The Board of Supervisors have tried, its just not on the Timeline the Times wishes.
(As an interesting aside, we note that the fire district’s web site makes no mention of the supervisors as the directors in charge. The organizational chart shows Louder at the top, as if he has ultimate authority.)
Really? This is no big deal.
Serious action is long overdue. Louder has failed to deliver meaningful policy analysis. If he doesn’t show more initiative, supervisors should replace him with someone who will.
Just like the Board of Supervisors requested CoCo Tax to come up with a plan they refused to actually deliver, I’d like the Times Editorial Board to come up with a plan of their own so we can finally get their definition of “serious”. What type of service models and what type of pension reform are we talking about? What type of pay checks should firefighters receive? Without a serious plan, I’d suggest the Times be replaced with an Editorial Board who will actually come out with a reform position instead of blanket statements where the starting line in a discussion is undefined.
Meanwhile, they must bypass him and bring in independent outside experts to evaluate new ways to deliver services efficiently and effectively. As we said before the election, the questions that must be asked include:
Should firefighters continue delivering emergency medical services? If so, should they continue to receive extra pay for that, or should it be part of their basic salary? Should at least some of the county’s 10 financially strapped fire districts be merged to save on administrative costs?
Now back up a minute, this is where it gets interesting because for the past year, the CC Times and CoCo Tax have been the major opposition of Measure S and Measure Q and acted like the experts. They called on pension reform, service model changes and now all of a sudden hey are requesting an expert? They have proclaimed they had the answers and now they are suggesting consultants which will cost taxpayers.
For the record, before the Times ever suggested a change in service models or provided an opinion, they should have withheld an opinion until a “consultant” makes a recommendation. A fire chief is an expert and in many cases these consultants are former fire chiefs anyway. Does a consultant have a magic wand that once they give an opinion, the Times Editorial Board will then agree to do what a consultant suggest? Consultants offer advice, but it doesn’t mean the advice is always good advice.
To me, this is the way the Times gets out of ever having to put their own solution forward in public. Same goes for CoCo Tax. With a failed Measure, now we get to hear the rhetoric that a consultant is needed.

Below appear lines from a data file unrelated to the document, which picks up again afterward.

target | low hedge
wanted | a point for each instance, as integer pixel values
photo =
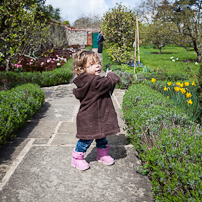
(47, 78)
(166, 139)
(16, 107)
(175, 165)
(160, 76)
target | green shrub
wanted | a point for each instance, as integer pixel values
(126, 79)
(17, 106)
(47, 78)
(160, 76)
(146, 111)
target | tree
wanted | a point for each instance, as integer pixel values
(157, 33)
(20, 32)
(184, 21)
(186, 16)
(118, 27)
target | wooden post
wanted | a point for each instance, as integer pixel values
(135, 48)
(136, 44)
(138, 41)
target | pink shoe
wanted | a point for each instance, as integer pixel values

Should fire inspectors continue to receive pensions at rates that were intended for people who put their lives on the lines? Should current firefighters be asked to agree to reduced pension accruals for their future working years rather than watching more of them lose their jobs?
These answers should have been included in the CC Times and CoCo Tax plans, but they were never provided. Now they are putting it on others to answer so they can come back and slam the plans later.
These questions must be seriously analyzed. The answers are long overdue.
These questions the Times are throwing out there have been answered many times, the Times simply doesn’t like the answer and will not admit it. The only thing that happened with Measure Q going down is service levels will be reduced and that is a shame.
If the Contra Costa Times wants to continue to disagree with how fire services should be provided, that is one thing, but to blatantly continue to put out misinformation is reckless and irresponsible.
If we are going to continue to have a public debate, the least that the Times can do is provide correct facts and history to its readers. If they are unwilling to be honest, then no public debate should be deemed necessary and they should be ignored.
I’d encourage the Times Editorial Board to just stop with the rhetoric and simply put out a plan they would happy with. At leas then an honest debate could occur.